Portal JG - Como o Brasil poderia aprender com experiências de sucesso no policiamento, como o Sistema Koban, no qual os resultados, em solo japonês, são referência até hoje?

Andreynna Beatriz - O Sistema Koban é um referencial exemplar. Como cidadã, idealizo a prática real do Sistema Koban,no Brasil, seria a realização de um sonho [...] acredito que não podemos esquecer que é preciso começar das raízes, e a raiz de um país é a educação. A educação necessita ser prioridade no Brasil. Esse é um grande ensinamento que o Japão nos repassa.

Portal JG - Como você analisa uma mudança de estrutura no sistema prisional em paralelo com novos modelos de policiamento?

Andreynna Beatriz - A estrutura do sistema prisional brasileiro é um assunto pertinente, e precisamos de mudanças urgentes. Esse tema gera vários pontos de vista, principalmente por se tratar de um assunto polêmico.

Estamos diante de duas vertentes: punição x ressocialização. Penso que esse novo olhar sobre a instituição policial nos possibilita uma maior aplicação dos Direitos Humanos, já que estamos tratando de uma polícia próxima do cidadão, preventiva e com novos métodos.

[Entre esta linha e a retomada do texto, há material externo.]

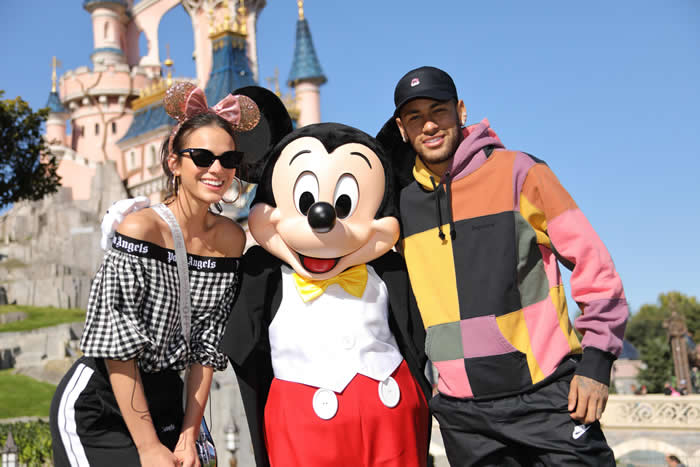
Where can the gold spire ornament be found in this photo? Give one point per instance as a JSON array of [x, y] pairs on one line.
[[243, 19], [55, 63]]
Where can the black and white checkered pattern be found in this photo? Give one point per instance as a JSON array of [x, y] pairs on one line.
[[133, 311]]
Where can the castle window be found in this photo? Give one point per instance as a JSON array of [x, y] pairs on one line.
[[152, 158]]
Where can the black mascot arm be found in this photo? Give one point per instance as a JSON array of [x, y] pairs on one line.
[[246, 342]]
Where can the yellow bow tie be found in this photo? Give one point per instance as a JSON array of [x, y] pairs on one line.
[[353, 280]]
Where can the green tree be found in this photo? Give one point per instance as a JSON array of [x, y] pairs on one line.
[[27, 169], [656, 355], [646, 331]]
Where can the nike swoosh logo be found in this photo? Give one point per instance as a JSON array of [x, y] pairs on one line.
[[579, 430]]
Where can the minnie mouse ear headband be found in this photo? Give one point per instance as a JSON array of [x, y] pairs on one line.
[[256, 143], [184, 100]]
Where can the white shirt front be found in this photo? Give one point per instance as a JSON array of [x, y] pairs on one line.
[[327, 341]]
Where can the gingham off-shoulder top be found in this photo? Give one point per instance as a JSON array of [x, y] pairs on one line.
[[133, 309]]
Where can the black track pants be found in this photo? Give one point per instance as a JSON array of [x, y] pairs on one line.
[[524, 430], [87, 427]]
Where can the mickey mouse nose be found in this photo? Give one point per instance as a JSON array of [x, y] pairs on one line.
[[321, 217]]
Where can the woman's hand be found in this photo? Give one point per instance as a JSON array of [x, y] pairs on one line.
[[156, 454], [186, 452]]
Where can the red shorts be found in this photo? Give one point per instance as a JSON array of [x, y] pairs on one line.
[[363, 432]]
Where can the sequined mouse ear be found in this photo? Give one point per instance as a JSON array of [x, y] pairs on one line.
[[250, 114], [175, 101]]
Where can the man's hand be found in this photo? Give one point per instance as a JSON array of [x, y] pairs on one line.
[[587, 399], [186, 452]]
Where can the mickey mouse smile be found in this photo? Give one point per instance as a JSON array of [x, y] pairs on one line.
[[318, 265]]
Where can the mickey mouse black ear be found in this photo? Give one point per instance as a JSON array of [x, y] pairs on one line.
[[401, 155], [275, 124]]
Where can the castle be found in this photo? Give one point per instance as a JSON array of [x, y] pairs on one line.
[[115, 108], [49, 249]]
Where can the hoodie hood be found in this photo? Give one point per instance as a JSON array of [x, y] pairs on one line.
[[468, 156]]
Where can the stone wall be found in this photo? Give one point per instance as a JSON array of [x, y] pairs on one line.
[[49, 249]]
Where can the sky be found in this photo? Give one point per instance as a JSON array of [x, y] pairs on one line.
[[606, 92]]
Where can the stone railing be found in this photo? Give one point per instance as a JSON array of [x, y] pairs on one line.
[[652, 412]]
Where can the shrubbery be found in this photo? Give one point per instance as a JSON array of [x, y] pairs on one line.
[[33, 440]]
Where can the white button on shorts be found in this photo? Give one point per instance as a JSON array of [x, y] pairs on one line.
[[325, 403], [348, 342], [389, 392]]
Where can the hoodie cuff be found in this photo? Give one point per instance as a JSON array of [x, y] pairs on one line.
[[596, 364]]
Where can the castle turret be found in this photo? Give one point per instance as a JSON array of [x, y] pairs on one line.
[[56, 123], [230, 68], [109, 21], [306, 76]]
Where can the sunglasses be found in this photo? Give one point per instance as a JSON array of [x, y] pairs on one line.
[[205, 158]]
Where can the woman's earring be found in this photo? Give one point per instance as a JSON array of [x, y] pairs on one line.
[[238, 193]]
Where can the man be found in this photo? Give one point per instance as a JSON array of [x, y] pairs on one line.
[[482, 229]]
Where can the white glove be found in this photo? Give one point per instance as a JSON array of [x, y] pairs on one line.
[[116, 214]]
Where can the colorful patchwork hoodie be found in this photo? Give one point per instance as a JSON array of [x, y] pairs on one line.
[[482, 245]]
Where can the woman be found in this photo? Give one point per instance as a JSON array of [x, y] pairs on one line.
[[121, 403]]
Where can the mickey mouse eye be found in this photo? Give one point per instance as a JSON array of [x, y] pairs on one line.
[[346, 196], [305, 192]]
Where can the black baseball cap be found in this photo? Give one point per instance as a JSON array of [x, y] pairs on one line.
[[426, 81]]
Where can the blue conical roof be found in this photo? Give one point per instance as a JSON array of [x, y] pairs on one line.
[[54, 103], [230, 69], [305, 65]]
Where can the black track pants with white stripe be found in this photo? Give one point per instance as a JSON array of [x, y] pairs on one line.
[[87, 427]]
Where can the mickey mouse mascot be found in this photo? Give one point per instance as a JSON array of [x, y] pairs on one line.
[[325, 336]]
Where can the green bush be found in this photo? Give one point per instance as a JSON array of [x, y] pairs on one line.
[[33, 440], [40, 317], [22, 396]]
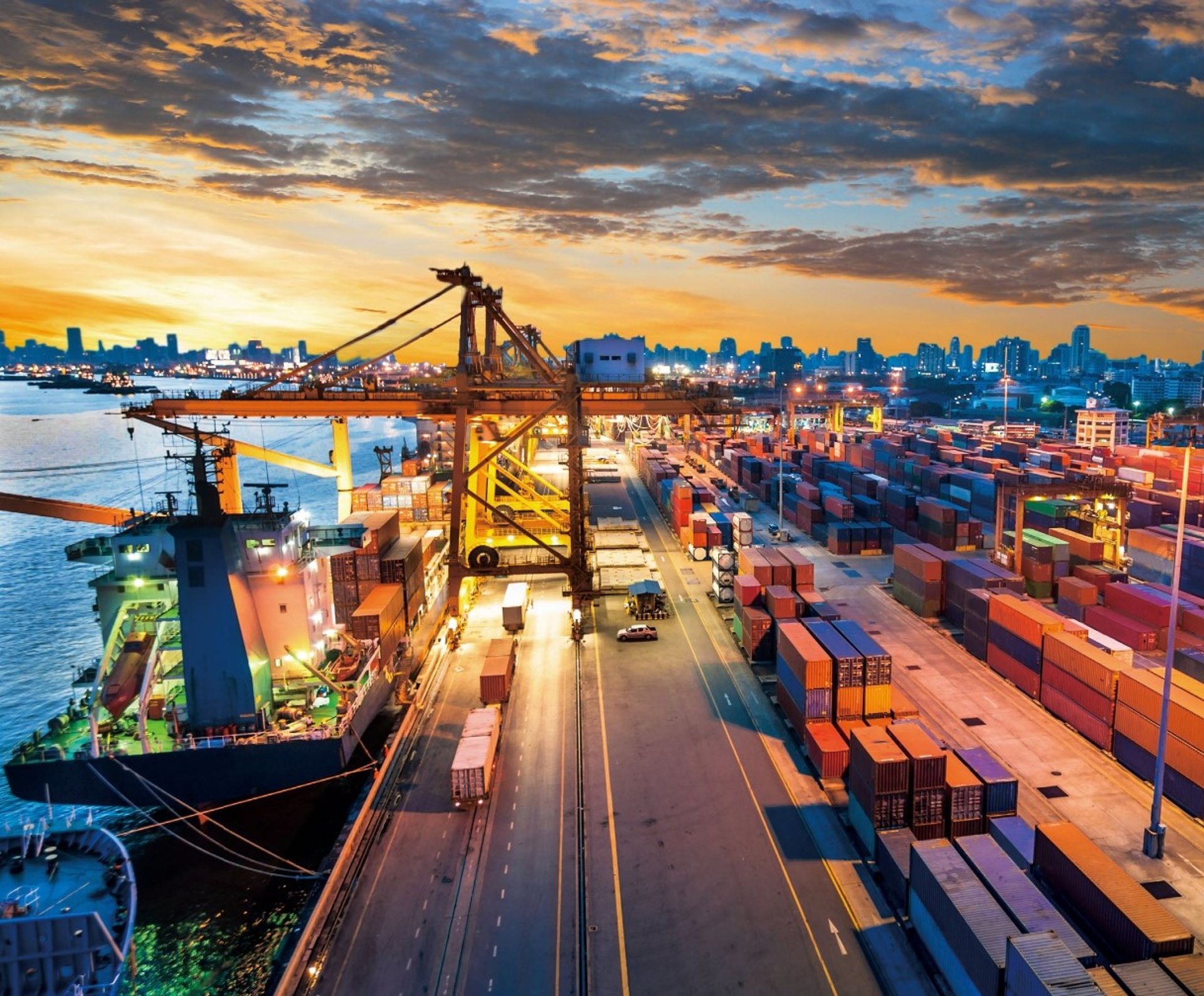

Constantemente encarceramos pequenos delitos, contrariando veementemente o que dispõe nossa atual Carta Magna (Constituição Federal), e a maioria das conduções são representadas com homens, negros, pobres e periféricos. Há quem diga que não, mas os dados são gritantes. A bandeira do sistema sexista, racista e desigual deve ser lembrada sempre.

Portal JG - A experiência do policiamento comunitário, no bairro do Coroadinho, elucida um caminho a ser seguido em todo o Maranhão? Na sua avaliação, hoje, qual o maior obstáculo para a implementação de modelos similares às Unidades de Segurança Comunitária?

Andreynna Beatriz - Sim, os dados estão aí comprovando a eficácia, qualidade e desempenho de toda a equipe. Considero que o maior obstáculo para esse tipo de policiamento são os resultados, com duração de médio a longo prazo.

Como mencionado nos primórdios do questionário, nós, brasileiros, não estamos acostumados com esse tipo de política. Queremos resultados para ontem. Necessitamos urgentemente de um aprimoramento das ferramentas inteligentes de intervenção. Sem falar na ausência de condições mínimas de dignidade, saneamento básico, que as comunidades enfrentam.